Author Topic: Bought a bike today, added on the rear rack, and adjusted the breaks too!  (Read 4008 times)

eyePod

  • Pencil Stache
  • ****
  • Posts: 963
    • Flipping A Dollar
Everything seems to be working correctly now.  The break line was rubbing against the rear rack where it mounts to the seat.  Had to adjust the v portion to put it above the rack mount to avoid the rubbing.  Will use it on the way to the gym tomorrow morning... Hopefully I won't crash at all!

Got the bike Schwinn Crisscross, helmet, rear rack, and a u-lock for 153 from the bike store (frame alone would be 50-60 on CL, 119 on that priceonomics, so I feel like I got a decent price plus contributed to a local shop).  Good working order except for seeming to have issues getting the chain to get onto the largest gear near the pedals.  That will be my next project.  It's still useable the way it is now though and I feel pretty good doing some maintenance on the bike/learning how the break system works!
« Last Edit: December 15, 2012, 07:41:34 PM by eyePod »

jnik

  • Stubble
  • **
  • Posts: 149
Good working order except for seeming to have issues getting the chain to get onto the largest gear near the pedals.
I presume you mean you're having trouble shifting the front derailer onto the largest chainring? Could be one of two things:
1) High limit screw too tight. This is the easy one. On the front derailer, there should be two screws labelled H and L. Try to shift onto the largest chainring--push the shift lever as far as it can go. With a flashlight you should be able to see the far end of the H screw inside the mechanism. If it's touching something, back it out a little--this should let the derailer move out more and shift onto the large chainring. It should be adjusted to allow shifting, but not throw the chain off the outside.
2) If the high limit isn't touching, it's not the issue. You'll need to increase the tension on the front derailer cable.

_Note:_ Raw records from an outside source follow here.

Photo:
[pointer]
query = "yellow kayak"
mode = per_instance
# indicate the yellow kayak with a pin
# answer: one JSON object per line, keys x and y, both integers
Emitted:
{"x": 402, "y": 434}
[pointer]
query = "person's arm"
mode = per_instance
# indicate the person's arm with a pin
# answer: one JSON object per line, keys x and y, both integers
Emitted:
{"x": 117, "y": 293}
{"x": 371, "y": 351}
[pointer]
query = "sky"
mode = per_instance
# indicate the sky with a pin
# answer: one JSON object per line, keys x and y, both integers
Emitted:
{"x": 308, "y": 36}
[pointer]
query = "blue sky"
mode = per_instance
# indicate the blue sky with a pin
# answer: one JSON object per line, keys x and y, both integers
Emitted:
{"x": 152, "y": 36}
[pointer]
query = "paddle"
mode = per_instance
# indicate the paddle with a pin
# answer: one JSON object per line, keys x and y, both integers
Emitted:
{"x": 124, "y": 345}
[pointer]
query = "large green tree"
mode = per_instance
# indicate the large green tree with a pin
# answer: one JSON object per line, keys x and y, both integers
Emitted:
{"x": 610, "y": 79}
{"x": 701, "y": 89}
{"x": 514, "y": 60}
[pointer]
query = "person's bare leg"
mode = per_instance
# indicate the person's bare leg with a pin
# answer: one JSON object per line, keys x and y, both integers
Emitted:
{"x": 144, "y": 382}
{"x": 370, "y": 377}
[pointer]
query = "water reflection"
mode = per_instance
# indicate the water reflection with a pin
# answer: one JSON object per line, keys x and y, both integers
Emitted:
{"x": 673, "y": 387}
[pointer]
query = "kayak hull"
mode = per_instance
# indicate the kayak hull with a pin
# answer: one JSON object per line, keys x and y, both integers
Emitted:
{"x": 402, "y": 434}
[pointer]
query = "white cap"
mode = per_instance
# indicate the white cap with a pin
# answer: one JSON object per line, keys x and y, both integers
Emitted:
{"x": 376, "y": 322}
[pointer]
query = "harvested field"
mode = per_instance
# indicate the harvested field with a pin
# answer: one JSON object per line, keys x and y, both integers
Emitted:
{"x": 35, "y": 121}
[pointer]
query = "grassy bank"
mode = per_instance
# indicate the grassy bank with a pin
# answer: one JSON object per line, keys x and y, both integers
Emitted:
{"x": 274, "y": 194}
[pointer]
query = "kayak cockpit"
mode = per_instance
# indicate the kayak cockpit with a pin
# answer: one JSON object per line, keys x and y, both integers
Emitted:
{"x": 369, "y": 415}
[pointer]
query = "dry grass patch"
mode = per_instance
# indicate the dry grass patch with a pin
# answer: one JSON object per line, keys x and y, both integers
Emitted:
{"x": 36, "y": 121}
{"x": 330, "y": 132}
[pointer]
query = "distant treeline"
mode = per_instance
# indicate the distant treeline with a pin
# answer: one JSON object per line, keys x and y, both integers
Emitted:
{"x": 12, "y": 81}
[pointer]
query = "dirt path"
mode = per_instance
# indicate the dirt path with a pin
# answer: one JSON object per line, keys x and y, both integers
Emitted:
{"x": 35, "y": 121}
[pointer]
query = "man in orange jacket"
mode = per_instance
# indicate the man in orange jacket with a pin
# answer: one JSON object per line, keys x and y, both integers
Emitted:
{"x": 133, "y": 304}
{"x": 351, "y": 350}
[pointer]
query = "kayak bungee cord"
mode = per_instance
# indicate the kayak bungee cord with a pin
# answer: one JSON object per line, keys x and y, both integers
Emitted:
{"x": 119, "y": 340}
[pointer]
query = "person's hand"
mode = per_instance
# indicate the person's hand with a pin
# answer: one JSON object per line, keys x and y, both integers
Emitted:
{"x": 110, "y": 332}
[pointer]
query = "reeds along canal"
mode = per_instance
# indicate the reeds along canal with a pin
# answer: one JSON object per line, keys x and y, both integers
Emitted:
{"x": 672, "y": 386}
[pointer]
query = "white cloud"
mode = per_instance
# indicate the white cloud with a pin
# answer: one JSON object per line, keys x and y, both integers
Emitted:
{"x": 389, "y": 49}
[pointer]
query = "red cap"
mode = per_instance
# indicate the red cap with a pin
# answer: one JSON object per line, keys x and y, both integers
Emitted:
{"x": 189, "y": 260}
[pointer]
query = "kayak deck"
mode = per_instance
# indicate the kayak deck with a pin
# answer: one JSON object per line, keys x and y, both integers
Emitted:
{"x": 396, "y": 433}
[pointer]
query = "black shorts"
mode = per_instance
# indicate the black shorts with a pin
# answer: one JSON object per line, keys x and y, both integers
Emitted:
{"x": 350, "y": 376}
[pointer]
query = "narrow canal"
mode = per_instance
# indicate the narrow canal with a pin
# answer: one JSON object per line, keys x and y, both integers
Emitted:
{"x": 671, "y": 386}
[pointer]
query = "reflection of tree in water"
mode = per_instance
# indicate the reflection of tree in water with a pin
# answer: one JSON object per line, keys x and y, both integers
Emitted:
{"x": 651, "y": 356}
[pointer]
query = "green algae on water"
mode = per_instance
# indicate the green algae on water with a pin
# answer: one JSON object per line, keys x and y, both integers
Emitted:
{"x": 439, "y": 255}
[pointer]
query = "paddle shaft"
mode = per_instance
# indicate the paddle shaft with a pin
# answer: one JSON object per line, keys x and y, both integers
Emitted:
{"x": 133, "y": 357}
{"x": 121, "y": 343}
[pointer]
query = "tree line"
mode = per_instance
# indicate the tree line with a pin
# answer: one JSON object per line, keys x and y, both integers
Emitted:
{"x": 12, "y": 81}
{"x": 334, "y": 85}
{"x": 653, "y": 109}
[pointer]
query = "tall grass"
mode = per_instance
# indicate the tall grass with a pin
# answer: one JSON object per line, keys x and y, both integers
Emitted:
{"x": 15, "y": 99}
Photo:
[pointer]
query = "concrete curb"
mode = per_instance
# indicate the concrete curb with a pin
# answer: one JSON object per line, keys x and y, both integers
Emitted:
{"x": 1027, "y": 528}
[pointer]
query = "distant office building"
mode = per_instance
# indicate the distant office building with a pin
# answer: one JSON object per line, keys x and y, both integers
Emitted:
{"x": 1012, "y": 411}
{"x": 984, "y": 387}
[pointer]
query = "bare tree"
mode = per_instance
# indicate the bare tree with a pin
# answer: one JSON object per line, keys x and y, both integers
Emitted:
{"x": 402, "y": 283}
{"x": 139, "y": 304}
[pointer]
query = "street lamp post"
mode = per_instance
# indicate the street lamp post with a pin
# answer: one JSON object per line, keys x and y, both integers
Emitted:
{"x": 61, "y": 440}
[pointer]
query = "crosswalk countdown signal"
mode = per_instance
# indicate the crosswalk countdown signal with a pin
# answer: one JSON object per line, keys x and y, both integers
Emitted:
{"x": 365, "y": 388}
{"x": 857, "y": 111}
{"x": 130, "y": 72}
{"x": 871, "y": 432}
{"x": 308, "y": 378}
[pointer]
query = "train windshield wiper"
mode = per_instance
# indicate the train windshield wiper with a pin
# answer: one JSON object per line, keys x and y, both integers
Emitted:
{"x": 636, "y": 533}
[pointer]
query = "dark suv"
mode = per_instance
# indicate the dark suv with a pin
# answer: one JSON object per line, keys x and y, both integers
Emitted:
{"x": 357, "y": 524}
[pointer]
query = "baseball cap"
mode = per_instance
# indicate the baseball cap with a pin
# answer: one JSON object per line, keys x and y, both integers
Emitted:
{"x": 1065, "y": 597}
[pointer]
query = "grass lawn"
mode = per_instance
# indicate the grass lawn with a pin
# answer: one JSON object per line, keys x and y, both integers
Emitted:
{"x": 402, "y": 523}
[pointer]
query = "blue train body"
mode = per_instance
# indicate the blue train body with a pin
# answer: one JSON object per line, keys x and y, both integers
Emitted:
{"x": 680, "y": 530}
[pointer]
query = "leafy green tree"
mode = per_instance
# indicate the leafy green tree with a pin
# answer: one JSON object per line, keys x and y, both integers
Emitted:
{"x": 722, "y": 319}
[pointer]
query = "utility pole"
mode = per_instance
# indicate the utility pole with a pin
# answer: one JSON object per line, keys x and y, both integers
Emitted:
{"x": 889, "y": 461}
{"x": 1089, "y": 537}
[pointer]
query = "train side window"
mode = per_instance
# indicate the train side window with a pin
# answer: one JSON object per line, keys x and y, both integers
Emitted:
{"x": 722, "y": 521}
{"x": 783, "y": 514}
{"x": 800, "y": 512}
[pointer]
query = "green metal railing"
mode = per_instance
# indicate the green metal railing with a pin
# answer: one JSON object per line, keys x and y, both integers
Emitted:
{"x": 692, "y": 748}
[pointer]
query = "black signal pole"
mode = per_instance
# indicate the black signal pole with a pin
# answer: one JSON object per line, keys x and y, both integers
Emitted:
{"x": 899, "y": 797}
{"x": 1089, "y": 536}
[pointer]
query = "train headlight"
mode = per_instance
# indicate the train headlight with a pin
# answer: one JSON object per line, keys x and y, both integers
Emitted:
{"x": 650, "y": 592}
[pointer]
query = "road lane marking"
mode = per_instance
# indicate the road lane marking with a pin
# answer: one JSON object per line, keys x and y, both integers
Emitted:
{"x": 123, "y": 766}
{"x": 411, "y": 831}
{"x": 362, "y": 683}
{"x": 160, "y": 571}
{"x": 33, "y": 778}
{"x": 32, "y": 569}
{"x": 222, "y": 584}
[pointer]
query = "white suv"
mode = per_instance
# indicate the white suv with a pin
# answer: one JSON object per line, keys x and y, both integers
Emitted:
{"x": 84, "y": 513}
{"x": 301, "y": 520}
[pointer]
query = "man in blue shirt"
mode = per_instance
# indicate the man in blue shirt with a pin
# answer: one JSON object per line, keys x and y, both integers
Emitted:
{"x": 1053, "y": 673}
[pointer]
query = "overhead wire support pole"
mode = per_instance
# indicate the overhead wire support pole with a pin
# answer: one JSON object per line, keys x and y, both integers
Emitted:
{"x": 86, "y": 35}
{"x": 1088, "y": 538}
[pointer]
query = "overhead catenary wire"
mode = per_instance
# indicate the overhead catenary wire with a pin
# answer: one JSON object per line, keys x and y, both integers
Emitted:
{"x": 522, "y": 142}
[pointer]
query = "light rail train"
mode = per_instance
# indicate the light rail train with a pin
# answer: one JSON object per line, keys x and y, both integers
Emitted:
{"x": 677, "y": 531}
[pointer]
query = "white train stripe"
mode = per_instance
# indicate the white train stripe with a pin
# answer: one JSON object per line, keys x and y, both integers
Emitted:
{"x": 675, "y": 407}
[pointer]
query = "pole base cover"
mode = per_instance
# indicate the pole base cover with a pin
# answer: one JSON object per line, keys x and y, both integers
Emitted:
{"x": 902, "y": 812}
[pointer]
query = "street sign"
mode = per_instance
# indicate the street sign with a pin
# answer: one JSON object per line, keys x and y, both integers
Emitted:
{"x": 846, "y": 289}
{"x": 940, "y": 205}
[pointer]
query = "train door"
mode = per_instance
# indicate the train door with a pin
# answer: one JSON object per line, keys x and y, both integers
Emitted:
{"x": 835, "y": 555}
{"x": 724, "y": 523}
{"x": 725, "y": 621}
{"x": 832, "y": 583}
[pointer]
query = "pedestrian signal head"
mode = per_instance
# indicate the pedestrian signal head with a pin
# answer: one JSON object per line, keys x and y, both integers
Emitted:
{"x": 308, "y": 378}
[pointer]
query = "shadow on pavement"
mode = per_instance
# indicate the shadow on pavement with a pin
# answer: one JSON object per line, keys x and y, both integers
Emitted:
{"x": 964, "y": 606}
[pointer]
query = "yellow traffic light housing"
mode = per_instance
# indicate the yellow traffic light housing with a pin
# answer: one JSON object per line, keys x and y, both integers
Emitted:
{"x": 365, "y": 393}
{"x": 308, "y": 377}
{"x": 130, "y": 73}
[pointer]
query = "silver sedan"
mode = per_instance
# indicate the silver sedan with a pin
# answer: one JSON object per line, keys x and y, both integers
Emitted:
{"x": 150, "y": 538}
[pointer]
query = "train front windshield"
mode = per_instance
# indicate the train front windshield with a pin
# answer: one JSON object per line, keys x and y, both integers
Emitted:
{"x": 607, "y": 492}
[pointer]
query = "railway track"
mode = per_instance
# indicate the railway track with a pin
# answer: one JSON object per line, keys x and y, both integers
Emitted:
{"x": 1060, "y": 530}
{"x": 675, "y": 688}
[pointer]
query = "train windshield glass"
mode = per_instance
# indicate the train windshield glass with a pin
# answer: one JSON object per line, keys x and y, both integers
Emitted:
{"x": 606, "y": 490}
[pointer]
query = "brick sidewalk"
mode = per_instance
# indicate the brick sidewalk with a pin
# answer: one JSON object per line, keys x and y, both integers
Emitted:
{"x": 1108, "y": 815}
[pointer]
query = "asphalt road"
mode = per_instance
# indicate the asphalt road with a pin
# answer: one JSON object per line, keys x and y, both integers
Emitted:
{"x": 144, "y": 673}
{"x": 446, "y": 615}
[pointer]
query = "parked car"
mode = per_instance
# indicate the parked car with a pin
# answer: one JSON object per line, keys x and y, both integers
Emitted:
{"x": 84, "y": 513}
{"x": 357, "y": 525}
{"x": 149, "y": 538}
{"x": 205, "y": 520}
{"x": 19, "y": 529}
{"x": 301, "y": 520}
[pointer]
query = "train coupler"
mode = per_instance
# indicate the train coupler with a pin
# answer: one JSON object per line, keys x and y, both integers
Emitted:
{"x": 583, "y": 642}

The cable attaches to the derailer at a hex screw, loosen that a little and pull more cable. (A third hand, literal or figurative, helps.) Make sure to tighten it back down well!

AASHTA: http://www.sheldonbrown.com/derailer-adjustment.html

Also, I hope you're working on the brake system, not the break system ;)

eyePod

  • Pencil Stache
  • ****
  • Posts: 963
    • Flipping A Dollar
Well, apparently the BRAKES loosened up overnight, so I must not have tightened something down well enough, so I felt like I did BREAK something.... Good thing for front brakes too!

Either way, I showed a friend what my issue was with the bike on the ground, and of course the chain pops right onto the large gear on the front derailleurs.  I don't feel confident that it will continue like that in the future though.  Thanks for the website and insight though!

GuitarStv

  • Senior Mustachian
  • ********
  • Posts: 23219
  • Age: 42
  • Location: Toronto, Ontario, Canada
Nice score!  Remember to keep the chain well oiled in the winter, it makes a big difference.  Now you need some kitty litter panniers so you can haul groceries:


naners

  • Stubble
  • **
  • Posts: 174
  • Age: 42
eyePod, re: brake rubbing on rack mount, did your frame have seatpost braze-ons for the rack? If so, did you use the inner openings rather than the outer ones? That often fixes problems with rack-brake interference. 
Also, if you haven't already heard of sheldonbrown.com, it's an outstanding resource for DIY bike repairs. Have fun!

eyePod

  • Pencil Stache
  • ****
  • Posts: 963
    • Flipping A Dollar
I have seen the sheldonbrown website.  Tons of info and looking through it when  I have questions.

The rack only had one screw that mounted on the seat post of the frame.  It didn't use the two holes there.

I've taken it out a few times now with the re-adjusted brakes and I think that I have them working well now.